Asbestos lawyer wishes to insprie the mesothelioma victims

A hip condition will prevent him from running in a Feb. 12 Florida race to raise funds for asbestos cancer research, but that won’t stop asbestos lawyer Kevin Mulderig of the New York-based law firm Weitz & Luxenberg, P.C., from walking to show solidarity with victims battling the rare yet aggressive malignancy.

More to the point, Mulderig hopes to inspire those mesothelioma cancer patients by figuratively walking at least a mile in their shoes – shoes he for now will borrow but may end up actually owning, since he himself is at risk of developing mesothelioma.”My clients have it; I could get it,” says Mulderig, 53, a Philadelphia native now living in that city’s Bucks County suburbs. “Exposure to asbestos is the overwhelming, if not exclusive, cause of mesothelioma.”

It was while serving in the Navy during the early 1980s that Mulderig – then an ensign aboard the aircraft carrier USS Saratoga – suffered his potentially lethal brush with the toxic mineral. “Saratoga was in dry dock at the Philadelphia Navy Yard to be retrofitted with modern technology,” says Mulderig, who supervised 600 crewmen assigned to help replace pipes and ducts on the lower decks. “Like everyone from the captain on down, I had no inkling that asbestos was dangerous stuff – until the day I happened to see an asbestos-insulated vent shaft being pulled down from the overhead.”

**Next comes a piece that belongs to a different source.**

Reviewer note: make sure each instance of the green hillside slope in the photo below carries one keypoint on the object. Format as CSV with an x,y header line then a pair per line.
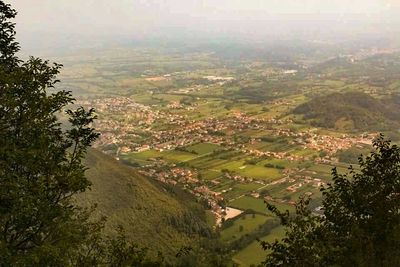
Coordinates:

Toxic dust flew everywhere

Shipyard civilian personnel had sealed off that work area with a protective curtain of plastic sheeting, Mulderig explains. As the vent shaft was demolished, clouds of asbestos dust billowed in all directions. The enclosure was meant to contain the dust, but failed.Says Mulderig, “The stuff spilled out over the top and escaped through flaps in the sides. It ended up all over the place. There’s no question that some of it got on me.” But four of his men got it worse. They were inside the enclosure – and wore no protective gear. That’s when Mulderig noticed three civilians also within the enclosure. They were wearing bio-hazard moonsuits. “I asked them, why the outfits? They explained it was because asbestos is dangerous and can kill you.” Mulderig says he then promptly alerted his superiors. Bio-hazard suits were unavailable, so he and the crew members were instead supplied with goggles and filtration masks.Mulderig wonders now whether those measures were adequate and if mesothelioma will be his fate. “It takes about 30 or 40 years for mesothelioma to show up after exposure to asbestos, so I guess I’ll know soon enough,” he says. “But if I do happen to develop it, there’s currently nothing that medical science can do to stop it from killing me – death can only be delayed.” Not by long, though. “Most victims die less than a year after they’re diagnosed,” he says. “That’s why on Feb. 12 we’re going down to Florida where the race will be held – it’s to raise awareness and to raise money for research that we hope leads to a cure, or at least a much longer mesothelioma life expectancy.”